The new date Friday provided some much needed breathing room for negotiations between the White House and congressional Republicans that appeared to be closing in on a compromise agreement Friday to raise the debt ceiling for two years.
The last time the so-called “X date” was updated was on May 1, when Yellen told Congress the United States had enough cash available to meet its obligations until “early June, and potentially as early as June 1.”
Friday’s letter marked the first time since Yellen began sending regular updates to Congress in January that the secretary did not caveat the date with a phrase like “as early as.”
Instead, Yellen explained that Treasury would make more than “$130 billion of scheduled payments in the first two days of June,” leaving the agency with “an extremely low level of resources.”

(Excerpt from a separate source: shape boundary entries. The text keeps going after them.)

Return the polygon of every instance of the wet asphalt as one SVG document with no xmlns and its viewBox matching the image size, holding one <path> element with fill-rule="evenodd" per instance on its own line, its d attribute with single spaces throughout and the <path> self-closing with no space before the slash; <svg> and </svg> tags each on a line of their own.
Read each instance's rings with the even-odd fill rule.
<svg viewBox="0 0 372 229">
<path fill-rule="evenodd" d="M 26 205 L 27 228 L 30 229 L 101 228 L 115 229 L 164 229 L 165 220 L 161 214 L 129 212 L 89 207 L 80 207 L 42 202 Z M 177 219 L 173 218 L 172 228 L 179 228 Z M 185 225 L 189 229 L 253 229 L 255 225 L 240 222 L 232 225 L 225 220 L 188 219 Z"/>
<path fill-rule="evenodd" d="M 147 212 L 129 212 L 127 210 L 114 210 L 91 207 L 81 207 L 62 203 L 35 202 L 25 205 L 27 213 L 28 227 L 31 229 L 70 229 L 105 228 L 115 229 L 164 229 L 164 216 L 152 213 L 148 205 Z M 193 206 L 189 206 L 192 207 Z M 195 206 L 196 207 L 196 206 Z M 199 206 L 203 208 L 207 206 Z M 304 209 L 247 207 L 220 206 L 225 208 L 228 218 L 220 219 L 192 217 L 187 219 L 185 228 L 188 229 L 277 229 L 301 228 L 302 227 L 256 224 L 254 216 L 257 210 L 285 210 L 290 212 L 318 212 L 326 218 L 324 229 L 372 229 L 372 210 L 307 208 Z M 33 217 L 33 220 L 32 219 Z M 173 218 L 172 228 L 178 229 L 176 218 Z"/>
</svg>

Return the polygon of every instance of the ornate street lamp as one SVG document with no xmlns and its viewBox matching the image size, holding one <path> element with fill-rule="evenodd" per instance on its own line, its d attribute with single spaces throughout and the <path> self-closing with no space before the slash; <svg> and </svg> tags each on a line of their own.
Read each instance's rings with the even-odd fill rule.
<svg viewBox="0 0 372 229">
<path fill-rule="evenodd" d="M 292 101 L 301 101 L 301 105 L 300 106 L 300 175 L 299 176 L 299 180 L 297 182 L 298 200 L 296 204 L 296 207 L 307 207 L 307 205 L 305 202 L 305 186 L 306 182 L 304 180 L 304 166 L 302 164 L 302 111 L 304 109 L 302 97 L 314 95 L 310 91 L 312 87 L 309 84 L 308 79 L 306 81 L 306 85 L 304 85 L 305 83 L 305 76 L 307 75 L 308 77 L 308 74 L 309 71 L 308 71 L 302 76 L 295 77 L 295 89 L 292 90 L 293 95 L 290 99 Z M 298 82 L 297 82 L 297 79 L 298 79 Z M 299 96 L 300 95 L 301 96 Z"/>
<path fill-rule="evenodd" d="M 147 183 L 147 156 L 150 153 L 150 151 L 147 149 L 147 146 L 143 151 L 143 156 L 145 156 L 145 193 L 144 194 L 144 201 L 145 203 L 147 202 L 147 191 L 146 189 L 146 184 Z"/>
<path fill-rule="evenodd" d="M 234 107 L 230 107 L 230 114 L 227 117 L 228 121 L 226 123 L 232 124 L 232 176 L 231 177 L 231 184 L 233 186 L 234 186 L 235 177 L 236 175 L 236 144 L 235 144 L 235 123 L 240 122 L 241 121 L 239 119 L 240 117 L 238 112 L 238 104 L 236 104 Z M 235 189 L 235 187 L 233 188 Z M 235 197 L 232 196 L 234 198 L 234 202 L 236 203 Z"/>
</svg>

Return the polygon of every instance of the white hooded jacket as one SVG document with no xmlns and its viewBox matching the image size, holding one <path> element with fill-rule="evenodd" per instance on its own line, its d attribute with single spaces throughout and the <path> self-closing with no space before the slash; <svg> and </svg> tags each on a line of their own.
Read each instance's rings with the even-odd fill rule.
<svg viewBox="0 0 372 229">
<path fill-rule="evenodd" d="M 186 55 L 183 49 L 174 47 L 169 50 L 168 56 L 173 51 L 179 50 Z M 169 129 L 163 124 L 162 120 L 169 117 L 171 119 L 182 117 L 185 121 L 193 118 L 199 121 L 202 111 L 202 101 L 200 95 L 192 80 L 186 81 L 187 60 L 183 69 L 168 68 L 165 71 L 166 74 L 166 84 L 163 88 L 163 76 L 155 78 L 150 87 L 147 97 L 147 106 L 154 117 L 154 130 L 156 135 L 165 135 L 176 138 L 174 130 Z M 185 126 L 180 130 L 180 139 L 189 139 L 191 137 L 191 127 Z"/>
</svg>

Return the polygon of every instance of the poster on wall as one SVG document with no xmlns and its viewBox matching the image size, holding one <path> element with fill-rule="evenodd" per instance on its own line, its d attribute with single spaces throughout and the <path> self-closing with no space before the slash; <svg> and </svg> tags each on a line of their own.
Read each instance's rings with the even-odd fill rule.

“During the week of June 5, Treasury is scheduled to make an estimated $92 billion of payments and transfers,” Yellen continued, and “our projected resources would be inadequate to satisfy all of these obligations.”
To underscore just how low Treasury’s reserves had fallen, Yellen said the agency was forced to deploy an obscure measure on Thursday to move $2 billion from a civil service retirement fund over to the government’s main borrowing institution, the Federal Financing Bank.
The move was necessary because “the extremely low level of remaining resources demands that I exhaust all available extraordinary measures to avoid being unable to meet all of the government’s commitments,” Yellen wrote.
Markets closed higher Friday, buoyed in part by optimism that there would be a deal passed by the House and Senate and signed by the president by June 1.
But as talks dragged on this week with little more than vague claims of “progress” by those involved, optimism faded that deal would be reached by the end of Friday.
Officials said Friday was widely seen as the last possible day to reach a deal and still have enough time to craft it into legislation, pass it in the House and then pass it in the Senate before the previous “X-date” of June 1.
Yellen’s new date came amid growing concerns around the world about the U.S. credit rating.
On Wednesday, the Fitch credit rating agency announced it had placed the United States’ triple-A status on “rating watch negative.”
On Friday, in a preliminary International Monetary Fund annual assessment of the United States, officials wrote that “brinkmanship over the federal debt ceiling could create a further, entirely avoidable systemic risk to both the U.S. and the global economy.”
Should the United States technically default, even for just a few days, it could drive up interest rates and undermine confidence in the U.S. dollar. Economists note that America’s adversaries, and in particular Russia and China, are watching the current debt limit standoff with delight, secure in the knowledge that an erosion of trust in the U.S. dollar would accrue to their benefit.